The recent Afghan history also could be useful as a reminder about the limits – and the risks – of military solutions not just for Afghanistan but for other countries, including Libya today. It can turn out to be foolhardy to spurn olive branches even if you don’t like the people extending them.
But Official Washington has derived a different set of lessons based on the false narrative of what happened after the Soviets withdrew in 1989, when the US government supposedly folded up its tent and headed home.
The lesson from that bogus history is that the United States should remain in Afghanistan indefinitely because to depart prematurely would invite greater danger in the future.

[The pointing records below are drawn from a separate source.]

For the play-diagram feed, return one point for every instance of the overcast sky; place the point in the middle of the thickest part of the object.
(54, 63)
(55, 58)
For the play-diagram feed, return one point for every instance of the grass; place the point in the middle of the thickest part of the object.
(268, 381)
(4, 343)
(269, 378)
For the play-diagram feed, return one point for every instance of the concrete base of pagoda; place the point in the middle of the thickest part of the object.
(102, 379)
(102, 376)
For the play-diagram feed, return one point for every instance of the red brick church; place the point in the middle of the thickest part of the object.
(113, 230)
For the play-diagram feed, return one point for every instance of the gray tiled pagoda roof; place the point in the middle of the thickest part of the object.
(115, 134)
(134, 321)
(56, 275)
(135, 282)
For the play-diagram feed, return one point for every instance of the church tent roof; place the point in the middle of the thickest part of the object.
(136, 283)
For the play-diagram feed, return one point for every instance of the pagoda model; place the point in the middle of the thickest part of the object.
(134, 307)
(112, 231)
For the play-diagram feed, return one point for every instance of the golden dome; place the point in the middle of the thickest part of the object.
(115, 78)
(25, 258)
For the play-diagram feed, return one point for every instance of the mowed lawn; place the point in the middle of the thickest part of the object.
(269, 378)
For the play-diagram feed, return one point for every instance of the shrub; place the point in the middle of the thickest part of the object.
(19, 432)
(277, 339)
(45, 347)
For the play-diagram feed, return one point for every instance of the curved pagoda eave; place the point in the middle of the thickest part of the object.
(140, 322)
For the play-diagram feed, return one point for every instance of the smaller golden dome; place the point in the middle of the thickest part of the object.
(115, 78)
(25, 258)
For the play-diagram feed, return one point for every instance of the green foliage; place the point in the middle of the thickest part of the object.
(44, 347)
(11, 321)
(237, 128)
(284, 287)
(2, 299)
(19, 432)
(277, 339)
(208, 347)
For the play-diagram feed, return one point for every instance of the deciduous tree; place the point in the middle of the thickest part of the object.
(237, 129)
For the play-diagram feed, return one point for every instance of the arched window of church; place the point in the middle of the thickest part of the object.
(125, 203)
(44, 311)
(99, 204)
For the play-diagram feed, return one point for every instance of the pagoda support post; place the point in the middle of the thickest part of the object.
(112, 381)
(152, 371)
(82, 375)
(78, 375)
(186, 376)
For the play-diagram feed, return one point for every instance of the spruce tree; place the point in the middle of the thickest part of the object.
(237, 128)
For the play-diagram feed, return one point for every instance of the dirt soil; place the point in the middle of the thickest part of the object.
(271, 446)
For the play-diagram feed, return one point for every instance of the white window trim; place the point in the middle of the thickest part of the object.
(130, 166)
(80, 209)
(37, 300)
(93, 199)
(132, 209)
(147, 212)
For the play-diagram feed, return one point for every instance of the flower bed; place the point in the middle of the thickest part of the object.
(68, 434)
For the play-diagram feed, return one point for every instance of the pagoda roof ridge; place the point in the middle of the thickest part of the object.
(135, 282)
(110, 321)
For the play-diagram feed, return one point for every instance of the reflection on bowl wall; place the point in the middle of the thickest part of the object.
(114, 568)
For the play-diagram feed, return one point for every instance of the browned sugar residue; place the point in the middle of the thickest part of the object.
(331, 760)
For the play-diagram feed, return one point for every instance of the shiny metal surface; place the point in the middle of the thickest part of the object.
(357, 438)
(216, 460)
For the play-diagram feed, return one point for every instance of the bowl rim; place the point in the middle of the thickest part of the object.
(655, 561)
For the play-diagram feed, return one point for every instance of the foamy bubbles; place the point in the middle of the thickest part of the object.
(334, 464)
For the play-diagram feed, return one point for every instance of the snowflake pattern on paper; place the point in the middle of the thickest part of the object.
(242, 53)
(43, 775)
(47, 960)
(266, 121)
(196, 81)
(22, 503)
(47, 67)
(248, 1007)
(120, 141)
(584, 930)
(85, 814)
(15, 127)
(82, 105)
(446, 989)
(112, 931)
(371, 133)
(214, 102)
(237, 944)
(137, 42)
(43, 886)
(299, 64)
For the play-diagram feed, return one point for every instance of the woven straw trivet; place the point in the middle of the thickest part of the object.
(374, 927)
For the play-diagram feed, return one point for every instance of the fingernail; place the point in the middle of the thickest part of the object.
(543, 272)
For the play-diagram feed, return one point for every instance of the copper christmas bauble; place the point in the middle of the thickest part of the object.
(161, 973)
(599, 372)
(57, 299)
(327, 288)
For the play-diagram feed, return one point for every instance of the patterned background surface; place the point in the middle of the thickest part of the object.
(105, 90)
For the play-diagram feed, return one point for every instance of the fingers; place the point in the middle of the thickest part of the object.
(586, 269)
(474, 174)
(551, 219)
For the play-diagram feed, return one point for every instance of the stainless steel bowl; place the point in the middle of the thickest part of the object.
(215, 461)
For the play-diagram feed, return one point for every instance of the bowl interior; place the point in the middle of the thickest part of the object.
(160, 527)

It may be understandable why neoconservatives would push such malarkey – and why Defence Secretary Gates and other government hardliners would be tempted to use the made-up chronology to convince gullible journalists about the need to stay the course – but their “history” is a fabrication (as Gates well knows).
The simple truth is that the last end game in Afghanistan was messed up not because the United States left too soon but because it stayed too long.